Summary form only given. Underwater shock waves have many applications, such as petroleum exploitation, sterilization, lithotripsy and so on. Based on high pulsed power technology, electrical explosion can be utilized to generate shock waves with fast front and short duration efficiently. In order to enhance the shock wave, we have proposed a new technique by taking advantage of energetic materials. In this paper, we investigated the fracturing effect of underwater shock waves generated by the explosion of an energetic materials load that ignited by pulsed discharge plasma. The energetic materials load in specifics contained three parts: 1) a metal wire as core; 2) energetic materials as mantle; 3) a thin walled propene polymer pipe as package.

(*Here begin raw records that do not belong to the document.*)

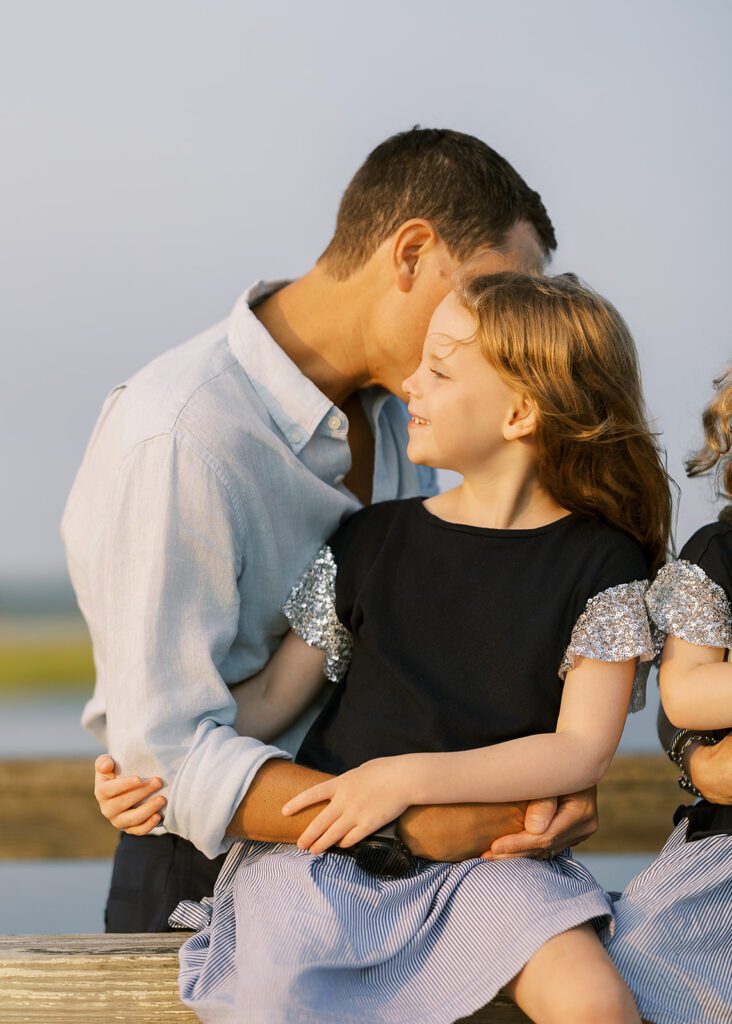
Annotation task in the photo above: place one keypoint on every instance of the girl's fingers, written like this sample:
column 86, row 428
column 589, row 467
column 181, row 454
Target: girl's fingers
column 540, row 815
column 112, row 809
column 330, row 838
column 315, row 795
column 317, row 826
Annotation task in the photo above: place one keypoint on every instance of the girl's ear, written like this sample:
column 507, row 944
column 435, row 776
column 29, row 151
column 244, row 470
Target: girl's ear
column 521, row 421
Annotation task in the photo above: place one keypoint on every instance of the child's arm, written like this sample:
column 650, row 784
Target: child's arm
column 593, row 712
column 695, row 685
column 271, row 700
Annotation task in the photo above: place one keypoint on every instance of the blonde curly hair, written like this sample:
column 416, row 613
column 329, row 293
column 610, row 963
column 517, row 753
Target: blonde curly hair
column 716, row 454
column 562, row 344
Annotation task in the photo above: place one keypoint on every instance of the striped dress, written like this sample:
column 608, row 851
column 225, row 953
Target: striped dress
column 673, row 936
column 292, row 938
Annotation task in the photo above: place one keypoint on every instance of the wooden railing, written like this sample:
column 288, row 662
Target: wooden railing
column 47, row 811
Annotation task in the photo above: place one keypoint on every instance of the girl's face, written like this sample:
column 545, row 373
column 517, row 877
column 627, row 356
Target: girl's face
column 464, row 417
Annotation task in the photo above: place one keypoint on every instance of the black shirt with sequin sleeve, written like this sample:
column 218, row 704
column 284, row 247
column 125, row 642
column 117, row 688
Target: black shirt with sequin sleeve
column 461, row 636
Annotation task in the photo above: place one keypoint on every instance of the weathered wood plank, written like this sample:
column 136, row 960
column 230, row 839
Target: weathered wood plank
column 118, row 979
column 47, row 809
column 637, row 800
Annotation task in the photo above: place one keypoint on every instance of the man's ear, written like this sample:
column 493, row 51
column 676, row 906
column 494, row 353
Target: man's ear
column 412, row 242
column 521, row 421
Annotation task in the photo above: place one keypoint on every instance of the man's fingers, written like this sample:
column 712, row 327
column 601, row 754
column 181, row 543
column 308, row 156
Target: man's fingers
column 112, row 809
column 127, row 784
column 131, row 790
column 104, row 765
column 137, row 821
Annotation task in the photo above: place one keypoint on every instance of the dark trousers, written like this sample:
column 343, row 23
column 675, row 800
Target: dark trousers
column 151, row 876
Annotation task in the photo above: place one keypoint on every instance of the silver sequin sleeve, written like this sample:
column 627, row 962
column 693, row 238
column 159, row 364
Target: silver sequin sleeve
column 310, row 609
column 614, row 627
column 684, row 602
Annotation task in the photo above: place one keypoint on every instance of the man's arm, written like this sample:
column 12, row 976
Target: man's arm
column 166, row 571
column 709, row 768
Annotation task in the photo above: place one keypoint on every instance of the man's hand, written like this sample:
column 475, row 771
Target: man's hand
column 127, row 802
column 551, row 825
column 711, row 770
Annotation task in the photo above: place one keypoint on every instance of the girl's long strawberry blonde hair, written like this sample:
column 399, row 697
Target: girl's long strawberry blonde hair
column 570, row 352
column 716, row 453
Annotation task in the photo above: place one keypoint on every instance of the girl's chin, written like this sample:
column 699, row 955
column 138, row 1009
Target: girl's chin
column 420, row 456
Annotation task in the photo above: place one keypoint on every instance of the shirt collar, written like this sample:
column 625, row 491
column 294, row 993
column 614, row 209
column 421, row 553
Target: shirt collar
column 291, row 398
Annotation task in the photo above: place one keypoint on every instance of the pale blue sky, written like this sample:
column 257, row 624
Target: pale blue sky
column 159, row 157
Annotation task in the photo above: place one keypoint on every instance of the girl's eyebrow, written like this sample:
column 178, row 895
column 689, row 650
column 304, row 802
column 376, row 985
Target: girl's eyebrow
column 445, row 339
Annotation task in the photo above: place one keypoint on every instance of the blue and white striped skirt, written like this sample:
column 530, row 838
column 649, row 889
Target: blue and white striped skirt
column 300, row 939
column 673, row 935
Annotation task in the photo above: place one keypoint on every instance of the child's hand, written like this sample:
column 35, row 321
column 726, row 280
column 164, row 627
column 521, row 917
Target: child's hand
column 126, row 802
column 359, row 802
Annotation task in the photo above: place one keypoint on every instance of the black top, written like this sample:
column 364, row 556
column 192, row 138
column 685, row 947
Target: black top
column 459, row 632
column 711, row 549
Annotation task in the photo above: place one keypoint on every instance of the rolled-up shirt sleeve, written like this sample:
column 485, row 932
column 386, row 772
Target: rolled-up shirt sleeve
column 173, row 550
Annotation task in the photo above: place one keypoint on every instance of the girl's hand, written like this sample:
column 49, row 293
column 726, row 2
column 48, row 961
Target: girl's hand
column 358, row 802
column 127, row 802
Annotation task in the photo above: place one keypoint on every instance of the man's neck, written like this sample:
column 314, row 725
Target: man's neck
column 320, row 324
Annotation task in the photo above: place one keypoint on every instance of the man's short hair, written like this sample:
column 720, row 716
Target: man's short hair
column 468, row 192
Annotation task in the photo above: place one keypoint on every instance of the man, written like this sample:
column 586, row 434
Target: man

The experimental apparatus could achieve a controllable electrical energy conversion with a period of ~13.5 μs, a charging voltage of 25 kV and stored energy of ~1875 joules. The energetic materials mainly contained a certain proportion of aluminum powders (Al), ammonium nitrate (NH4NO3), and ammonium perchlorate (NH4ClO4) with an average charge density of ~1.38 g/cm3. The sample was a cuboid shale (762 mm in length, 762 mm in width, and 914 mm in height) from Changning, Sichuan Province. A wellbore (550 mm in depth, 80 mm in diameter) was excavated on the surface of the sample with an artificial well bottom and the discharge could occur at the geometrical center of the shale sample. During the fracturing process, a large-scale triaxial stress pressurizing equipment was used for simulating the practical crustal stress. The most evident experimental results showed that a large number of cell-shaped, multiple cracks were formed after the shock wave fracturing, and contributed to a great reduction of fracture pressure in the fracturing test. The fracture pressure Pf, the propagation pressure Ppro and the instantaneous shut-in pressure Ps were 25.03 MPa, 19.26 MPa, and 16.90 MPa respectively, which suggested that this technique might be an effective method of well stimulation in low permeability reservoir.